第39話:精霊達の密談
姿を消した薫が向かった場所はこのマンションの屋上だった。
しばらく一人で立っているとそこに涯が現れる。
「待たせたな」
「いや、そうでもない」
二人は腰を下ろし胡座を組む。
「先ほどはああ言ったが、依り代を変えるなど相当なことだぞ」
「だろうな。でも、そうすることでしか小姫を守れないと踏んだんだ」
薫と涯は、溜息をつく。
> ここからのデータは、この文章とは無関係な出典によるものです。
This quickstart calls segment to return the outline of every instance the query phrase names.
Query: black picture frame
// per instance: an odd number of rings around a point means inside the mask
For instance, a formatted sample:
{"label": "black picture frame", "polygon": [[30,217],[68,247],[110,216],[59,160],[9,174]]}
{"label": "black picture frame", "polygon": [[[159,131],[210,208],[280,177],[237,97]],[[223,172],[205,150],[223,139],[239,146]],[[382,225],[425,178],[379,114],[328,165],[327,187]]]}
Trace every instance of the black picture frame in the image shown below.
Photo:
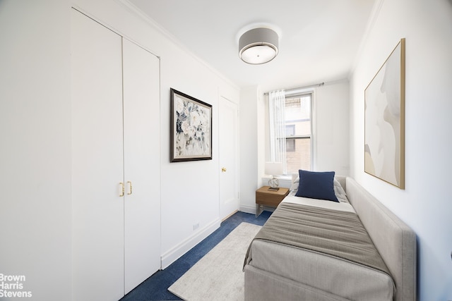
{"label": "black picture frame", "polygon": [[212,159],[212,105],[170,89],[171,162]]}

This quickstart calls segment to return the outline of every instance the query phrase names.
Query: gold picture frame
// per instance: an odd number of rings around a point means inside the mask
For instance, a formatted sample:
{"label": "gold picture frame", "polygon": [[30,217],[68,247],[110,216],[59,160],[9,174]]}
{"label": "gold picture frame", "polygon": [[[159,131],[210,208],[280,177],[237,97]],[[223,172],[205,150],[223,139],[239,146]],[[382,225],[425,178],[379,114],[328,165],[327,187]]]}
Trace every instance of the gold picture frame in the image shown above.
{"label": "gold picture frame", "polygon": [[364,90],[364,171],[405,189],[405,39]]}

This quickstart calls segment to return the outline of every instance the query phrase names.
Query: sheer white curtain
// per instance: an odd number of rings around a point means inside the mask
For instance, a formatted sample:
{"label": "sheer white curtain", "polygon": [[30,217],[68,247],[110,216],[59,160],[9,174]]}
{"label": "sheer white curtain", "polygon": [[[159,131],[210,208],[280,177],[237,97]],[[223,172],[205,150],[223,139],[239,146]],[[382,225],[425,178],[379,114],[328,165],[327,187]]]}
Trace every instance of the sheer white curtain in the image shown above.
{"label": "sheer white curtain", "polygon": [[282,162],[286,173],[285,157],[285,92],[284,90],[268,93],[270,121],[270,158],[273,162]]}

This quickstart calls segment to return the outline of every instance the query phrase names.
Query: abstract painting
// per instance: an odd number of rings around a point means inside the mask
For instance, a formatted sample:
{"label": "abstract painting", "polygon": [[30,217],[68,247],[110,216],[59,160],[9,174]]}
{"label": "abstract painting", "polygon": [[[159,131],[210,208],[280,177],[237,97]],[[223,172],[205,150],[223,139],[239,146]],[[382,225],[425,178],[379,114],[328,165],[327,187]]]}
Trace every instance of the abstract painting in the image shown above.
{"label": "abstract painting", "polygon": [[171,161],[212,159],[212,106],[171,89]]}
{"label": "abstract painting", "polygon": [[405,39],[364,92],[364,171],[405,189]]}

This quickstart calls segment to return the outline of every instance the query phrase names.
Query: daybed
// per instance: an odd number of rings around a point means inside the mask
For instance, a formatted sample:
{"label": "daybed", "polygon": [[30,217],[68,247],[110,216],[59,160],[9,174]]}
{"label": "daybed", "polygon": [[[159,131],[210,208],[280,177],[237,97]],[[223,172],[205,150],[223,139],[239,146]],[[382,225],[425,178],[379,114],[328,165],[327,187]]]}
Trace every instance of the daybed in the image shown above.
{"label": "daybed", "polygon": [[245,300],[416,300],[415,234],[352,178],[334,179],[335,202],[292,192],[256,235]]}

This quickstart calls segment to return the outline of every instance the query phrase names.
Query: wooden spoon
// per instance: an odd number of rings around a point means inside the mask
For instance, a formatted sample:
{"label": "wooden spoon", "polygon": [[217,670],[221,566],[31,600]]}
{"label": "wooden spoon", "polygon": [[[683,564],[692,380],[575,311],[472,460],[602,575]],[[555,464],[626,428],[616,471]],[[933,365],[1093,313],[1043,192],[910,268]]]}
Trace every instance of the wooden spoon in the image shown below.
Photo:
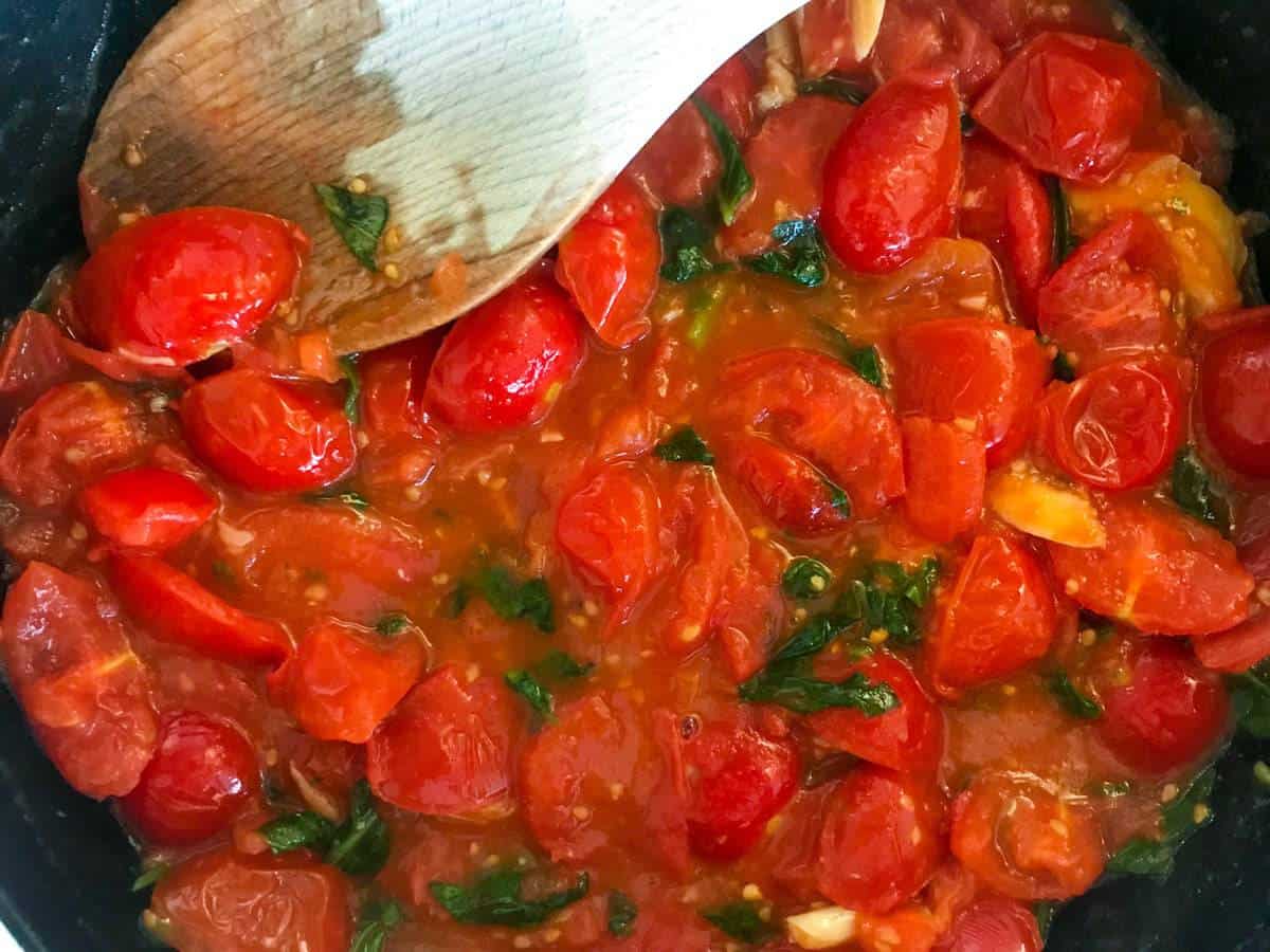
{"label": "wooden spoon", "polygon": [[[85,209],[232,204],[297,221],[314,240],[304,324],[330,325],[338,353],[384,347],[538,260],[710,72],[796,6],[183,0],[98,118]],[[354,176],[404,239],[377,272],[314,193]],[[466,289],[433,296],[424,278],[451,253]]]}

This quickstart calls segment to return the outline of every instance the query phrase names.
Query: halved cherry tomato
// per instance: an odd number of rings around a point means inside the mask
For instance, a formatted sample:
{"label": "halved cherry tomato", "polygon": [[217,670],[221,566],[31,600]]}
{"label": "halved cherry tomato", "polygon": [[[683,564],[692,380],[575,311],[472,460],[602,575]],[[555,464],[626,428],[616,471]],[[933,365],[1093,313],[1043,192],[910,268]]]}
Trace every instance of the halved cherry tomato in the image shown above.
{"label": "halved cherry tomato", "polygon": [[1077,369],[1143,352],[1172,350],[1176,287],[1163,232],[1140,212],[1125,212],[1076,249],[1036,300],[1040,331]]}
{"label": "halved cherry tomato", "polygon": [[984,773],[952,803],[952,854],[1010,899],[1071,899],[1102,873],[1106,852],[1083,797],[1038,777]]}
{"label": "halved cherry tomato", "polygon": [[1099,685],[1099,736],[1123,763],[1165,774],[1196,763],[1231,726],[1219,675],[1204,670],[1184,644],[1149,638],[1125,661],[1129,682]]}
{"label": "halved cherry tomato", "polygon": [[1200,400],[1208,438],[1246,476],[1270,476],[1270,320],[1250,319],[1204,348]]}
{"label": "halved cherry tomato", "polygon": [[240,612],[160,559],[116,552],[109,565],[123,607],[160,641],[236,664],[276,664],[291,652],[282,626]]}
{"label": "halved cherry tomato", "polygon": [[912,669],[885,651],[853,663],[817,659],[818,678],[838,682],[857,671],[889,684],[899,707],[875,717],[847,707],[820,711],[808,718],[817,739],[900,773],[932,773],[944,750],[944,716]]}
{"label": "halved cherry tomato", "polygon": [[657,215],[629,178],[620,178],[560,239],[555,277],[602,341],[629,347],[653,327],[662,244]]}
{"label": "halved cherry tomato", "polygon": [[357,458],[353,428],[328,391],[245,367],[190,387],[180,421],[194,452],[248,489],[321,489]]}
{"label": "halved cherry tomato", "polygon": [[512,810],[512,696],[452,665],[422,680],[366,746],[375,795],[403,810],[472,820]]}
{"label": "halved cherry tomato", "polygon": [[792,741],[753,727],[710,724],[683,745],[688,843],[715,862],[748,853],[798,790]]}
{"label": "halved cherry tomato", "polygon": [[75,311],[109,350],[188,364],[245,340],[288,298],[309,239],[241,208],[183,208],[114,232],[75,278]]}
{"label": "halved cherry tomato", "polygon": [[982,317],[914,324],[894,336],[895,405],[1001,443],[1049,373],[1036,335]]}
{"label": "halved cherry tomato", "polygon": [[348,880],[316,859],[226,847],[178,864],[150,909],[182,952],[347,952],[352,899]]}
{"label": "halved cherry tomato", "polygon": [[1109,496],[1100,514],[1105,548],[1046,543],[1078,604],[1162,635],[1209,635],[1247,618],[1252,576],[1215,529],[1154,500]]}
{"label": "halved cherry tomato", "polygon": [[260,790],[255,748],[229,721],[197,711],[170,717],[141,781],[119,801],[156,847],[192,847],[229,828]]}
{"label": "halved cherry tomato", "polygon": [[94,482],[80,495],[80,506],[108,541],[164,552],[212,518],[216,496],[189,476],[138,466]]}
{"label": "halved cherry tomato", "polygon": [[780,348],[733,360],[719,383],[720,423],[756,426],[823,470],[856,515],[904,494],[899,424],[886,400],[843,364]]}
{"label": "halved cherry tomato", "polygon": [[1045,397],[1048,446],[1063,471],[1099,489],[1154,482],[1181,446],[1190,364],[1119,360]]}
{"label": "halved cherry tomato", "polygon": [[428,374],[428,406],[464,433],[527,426],[555,404],[584,349],[573,302],[531,272],[446,335]]}
{"label": "halved cherry tomato", "polygon": [[1158,98],[1156,71],[1129,47],[1043,33],[975,103],[974,119],[1035,169],[1106,182]]}
{"label": "halved cherry tomato", "polygon": [[30,505],[60,505],[85,484],[135,462],[150,443],[146,411],[122,387],[53,387],[14,423],[0,451],[0,482]]}
{"label": "halved cherry tomato", "polygon": [[944,858],[939,793],[880,767],[860,767],[831,795],[817,856],[817,886],[847,909],[889,913]]}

いくら契約をしていなかったとはいえ、仲間の動向を掴んでいなかったのはあきらかに自分達の失態だ。
「それにしても大変な時代だな」
薫の言葉に涯を首を捻る。
「何がだ?」
「一つの時代に主が勢ぞろいするなど、初代から数えて何度目だと思う?」
「勢ぞろい?ああ、その少女が闇樹の主だと?」
「そうとしか考えられん。華炎以上に闇樹は気難しい。主以外に力を貸すなど有得ないだろう?」
「確かにな。しかし、光炎は契約は交わしていない」
「いなくともあの頭領が主だというのは間違いないさ」
「契約をしていないということは、光炎も小姫の生存を知っているか」
「そう。多分、主も知っているだろうな。そしてそれを我々に明かさないところが気にくわん。そうは思わないか?」
「それはお互い様だと思うが。晶は用心深いから、まだあの頭領を見極めている最中だ」
「それは俺も同じさ。疾風はそういう方面には向かないから、俺がするしかあるまい。疾風は多分、本能で人を見極めている」
「青嵐の人間は基本的に皆そうだろう。だからこそ、彼らの信頼を勝ち得ることを他の一族は大事にしている。そして凛という少女もそれをふまえて疾風に接触をしたと思う」
「しばらくは、情勢を見極めるしかないようだな。お互い」
「ああ」
二人は、それきり黙ったまま月を見上げていた。
これから先に起こるであろう何かを予感しながら。
主には秘密の集まりをする二人でした。